CONCLUSIONS: Women showed a greater propensity than men to experience wearing-off, particularly non-motor fluctuations on the anxiety spectrum. The latter may demonstrate a lesser reliance on dopamine compared to motor symptoms. This observation could be underpinned by biological variances between genders at the neurotransmitter level.
摘要:
背景:磨损现象的特征是在无左旋多巴期间,帕金森病的运动和非运动症状复发。这是标志着帕金森病(PD)药理学“蜜月期”结束的关键方面。越来越多的文学将性别与发展波动的可能性联系起来。我们在对大型WORK-PD研究的事后分析中调查了这种关联。
方法:WORK-PD分析了磨损问卷19(WOQ19)在临床实践中的可用性,并包括有关年龄的横断面数据,疾病持续时间,左旋多巴的时间,Hoehn和Yahr舞台,532例PD患者的WOQ19评分。在本研究中,我们选择了左旋多巴暴露时间至少为1年的患者.
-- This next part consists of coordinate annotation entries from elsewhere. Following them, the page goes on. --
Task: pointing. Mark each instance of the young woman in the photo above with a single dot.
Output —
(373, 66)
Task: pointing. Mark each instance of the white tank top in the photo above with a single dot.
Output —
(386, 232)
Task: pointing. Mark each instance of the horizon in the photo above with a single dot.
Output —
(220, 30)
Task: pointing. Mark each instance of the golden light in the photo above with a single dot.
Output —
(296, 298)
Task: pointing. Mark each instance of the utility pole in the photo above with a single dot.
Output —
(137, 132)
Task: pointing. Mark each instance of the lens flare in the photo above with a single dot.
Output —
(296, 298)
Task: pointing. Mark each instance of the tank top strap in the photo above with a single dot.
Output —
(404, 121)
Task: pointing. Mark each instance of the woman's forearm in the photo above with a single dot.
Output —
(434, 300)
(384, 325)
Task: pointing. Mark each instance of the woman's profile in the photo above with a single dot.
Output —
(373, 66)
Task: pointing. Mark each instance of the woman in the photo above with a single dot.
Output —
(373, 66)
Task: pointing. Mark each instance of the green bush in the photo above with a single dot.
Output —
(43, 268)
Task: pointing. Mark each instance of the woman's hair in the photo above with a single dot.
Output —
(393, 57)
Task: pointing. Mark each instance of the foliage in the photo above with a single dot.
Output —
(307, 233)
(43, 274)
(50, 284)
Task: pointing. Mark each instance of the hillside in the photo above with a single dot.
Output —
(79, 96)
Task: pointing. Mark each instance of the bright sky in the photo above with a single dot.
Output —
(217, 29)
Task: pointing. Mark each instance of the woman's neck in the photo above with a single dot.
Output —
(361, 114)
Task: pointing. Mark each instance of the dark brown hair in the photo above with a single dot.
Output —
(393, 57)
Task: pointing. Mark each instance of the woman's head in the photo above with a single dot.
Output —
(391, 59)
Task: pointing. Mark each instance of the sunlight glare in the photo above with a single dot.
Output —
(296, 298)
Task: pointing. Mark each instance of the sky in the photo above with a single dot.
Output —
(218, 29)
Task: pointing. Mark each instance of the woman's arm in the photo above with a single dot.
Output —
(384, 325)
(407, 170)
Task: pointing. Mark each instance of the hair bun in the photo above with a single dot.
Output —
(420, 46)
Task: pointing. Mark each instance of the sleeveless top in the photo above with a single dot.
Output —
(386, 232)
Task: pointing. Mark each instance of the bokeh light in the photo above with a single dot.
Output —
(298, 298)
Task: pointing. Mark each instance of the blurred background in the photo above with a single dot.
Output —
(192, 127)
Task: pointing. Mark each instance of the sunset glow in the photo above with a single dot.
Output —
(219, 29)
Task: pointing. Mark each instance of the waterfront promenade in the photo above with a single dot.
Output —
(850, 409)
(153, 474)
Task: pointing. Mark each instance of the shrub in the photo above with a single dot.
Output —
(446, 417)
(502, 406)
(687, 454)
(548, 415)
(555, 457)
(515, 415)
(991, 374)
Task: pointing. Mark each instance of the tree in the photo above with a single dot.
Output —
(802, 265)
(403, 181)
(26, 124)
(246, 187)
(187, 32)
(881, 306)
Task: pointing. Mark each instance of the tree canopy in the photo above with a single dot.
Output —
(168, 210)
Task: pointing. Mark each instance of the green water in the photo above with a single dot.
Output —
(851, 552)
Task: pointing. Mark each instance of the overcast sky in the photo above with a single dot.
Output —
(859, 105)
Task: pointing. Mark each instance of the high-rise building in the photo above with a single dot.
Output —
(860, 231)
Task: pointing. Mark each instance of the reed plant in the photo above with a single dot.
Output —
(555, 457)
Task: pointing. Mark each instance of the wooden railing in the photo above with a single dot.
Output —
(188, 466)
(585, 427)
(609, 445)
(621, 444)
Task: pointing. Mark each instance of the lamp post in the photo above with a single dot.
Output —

结果:共纳入380例患者。女性报告的磨损症状数量高于男性(6.09±3.39vs4.96±3.11,p=0.0006)。性别组的非运动症状也有所不同(2±1.9vs1.5±1.5,p=0.021),尤其是女性的行为磨损分数更高(p<0.001)。后者主要表现为与焦虑相关的现象。最后,行为症状之间有显著的相互作用,性别,和发病年龄(df=2,F=9.79,p<0.0001),而与左旋多巴暴露和运动障碍没有观察到这种相互作用,不像运动症状。
结论:女性比男性表现出更大的磨损倾向,特别是焦虑谱上的非运动波动。与运动症状相比,后者可能对多巴胺的依赖性较小。这一观察结果可以得到神经递质水平上性别之间生物学差异的支持。
方法:WORK-PD分析了磨损问卷19(WOQ19)在临床实践中的可用性,并包括有关年龄的横断面数据,疾病持续时间,左旋多巴的时间,Hoehn和Yahr舞台,532例PD患者的WOQ19评分。在本研究中,我们选择了左旋多巴暴露时间至少为1年的患者.
结果:共纳入380例患者。女性报告的磨损症状数量高于男性(6.09±3.39vs4.96±3.11,p=0.0006)。性别组的非运动症状也有所不同(2±1.9vs1.5±1.5,p=0.021),尤其是女性的行为磨损分数更高(p<0.001)。后者主要表现为与焦虑相关的现象。最后,行为症状之间有显著的相互作用,性别,和发病年龄(df=2,F=9.79,p<0.0001),而与左旋多巴暴露和运动障碍没有观察到这种相互作用,不像运动症状。
结论:女性比男性表现出更大的磨损倾向,特别是焦虑谱上的非运动波动。与运动症状相比,后者可能对多巴胺的依赖性较小。这一观察结果可以得到神经递质水平上性别之间生物学差异的支持。